No degrau cronológico mais alto está Mônica Rocha Correia, e é preciso dizer logo o que a torna exceção dentro da própria exceção: ela chegou ao topo da escada, e à mesa, sem nunca ter nascido Guerra. Formada pela Universidade Federal de Pernambuco, com pós-graduação em Docência do Ensino Superior pela FADEPE, Mônica construiu uma carreira inteira antes mesmo de conhecer aquele endereço: foi professora convidada em cadeiras de Legislação Ambiental na Escola Ruy Antunes, na Faculdade de Ciências da Administração de Pernambuco, no Departamento de Oceanografia da UFPE e na Escola Politécnica da UPE. Atuou como assessora jurídica no Ministério Público, junto ao Centro de Apoio Operacional da Coordenadoria de Meio Ambiente, e chefiou a assessoria jurídica da CPRH, a agência estadual de meio ambiente, onde se especializou no direito que mais tarde definiria sua trajetória. Passou pela Secretaria de Ciência, Tecnologia e Meio Ambiente, coordenou o Núcleo do Meio Ambiente da Sala Verde na FADURPE e integrou o núcleo multidisciplinar de estudos ambientais da ESAPE, além de ter sido vice-presidente da Comissão de Meio Ambiente da OAB/PE. Trabalhou treze anos no Grupo Industrial João Santos como advogada da área ambiental, foi sócia do escritório Urbano Vitalino respondendo pela mesma área e presidiu a diretoria da região Nordeste da União Brasileira da Advocacia Ambiental. Hoje é sócia do Imobiliário Ambiental e Urbanístico do MGA. Uma vida inteira de direito ambiental, degrau por degrau, antes de puxar a própria cadeira naquela mesa.

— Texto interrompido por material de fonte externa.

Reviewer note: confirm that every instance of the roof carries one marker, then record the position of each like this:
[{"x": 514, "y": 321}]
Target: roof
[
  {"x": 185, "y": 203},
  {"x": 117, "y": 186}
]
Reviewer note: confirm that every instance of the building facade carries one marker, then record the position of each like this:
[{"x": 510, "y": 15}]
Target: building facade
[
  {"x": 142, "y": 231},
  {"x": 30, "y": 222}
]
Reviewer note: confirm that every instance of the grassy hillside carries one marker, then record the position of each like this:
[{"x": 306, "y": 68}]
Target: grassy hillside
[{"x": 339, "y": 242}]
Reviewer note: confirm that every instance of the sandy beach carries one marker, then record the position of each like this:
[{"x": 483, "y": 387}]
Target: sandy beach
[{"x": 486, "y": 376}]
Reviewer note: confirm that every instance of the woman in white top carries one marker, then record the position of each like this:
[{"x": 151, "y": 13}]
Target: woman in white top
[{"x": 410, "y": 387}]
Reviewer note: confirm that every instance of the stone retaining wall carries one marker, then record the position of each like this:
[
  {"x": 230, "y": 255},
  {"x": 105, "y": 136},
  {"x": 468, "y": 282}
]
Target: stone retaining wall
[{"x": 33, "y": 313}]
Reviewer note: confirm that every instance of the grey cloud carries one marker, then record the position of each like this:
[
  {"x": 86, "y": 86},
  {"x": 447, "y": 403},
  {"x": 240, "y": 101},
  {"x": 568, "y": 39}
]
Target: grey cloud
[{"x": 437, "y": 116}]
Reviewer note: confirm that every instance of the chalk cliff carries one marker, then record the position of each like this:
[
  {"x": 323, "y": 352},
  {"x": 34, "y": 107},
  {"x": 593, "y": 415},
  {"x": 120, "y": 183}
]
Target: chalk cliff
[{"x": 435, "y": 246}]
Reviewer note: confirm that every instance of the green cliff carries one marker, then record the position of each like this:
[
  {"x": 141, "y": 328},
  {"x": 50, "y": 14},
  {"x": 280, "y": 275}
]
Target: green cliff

Um degrau cronológico abaixo, Guilherme Guerra, formado em 1994, à frente do escritório desde 1998. É dele a lembrança mais antiga da mesa da Torre, e é dele também a responsabilidade de ter transformado aquele ensaio de infância em rotina de trabalho. Foi Guilherme quem especializou de vez a banca em direito imobiliário, quem fundou a GMG Premiere ao lado dos sócios Lucian Fragoso, Sandro Guedes e André Coutinho, quem conduziu o escritório pela pior crise imobiliária de sua história, quando os distratos saltaram de 3% para 30% dos contratos, e quem ajudou a escrever a Lei 14.382/22, responsável por criar o Sistema Eletrônico de Registros Públicos no Brasil. Casado há mais de duas décadas com Cândida Guerra, pai também de Luísa e do caçula Guilherme Filho, resume assim o que aprendeu observando avô e seu pai Murilo Guerra à cabeceira daquela mesa: "a capacidade de se reinventar, acredito, sempre teve presente em todas as gerações, o que assegurou, certamente, a nossa longevidade". E resume também, em uma frase que hoje soa quase profética, o princípio que sustenta a escada inteira: "a resistência é o oposto da resiliência".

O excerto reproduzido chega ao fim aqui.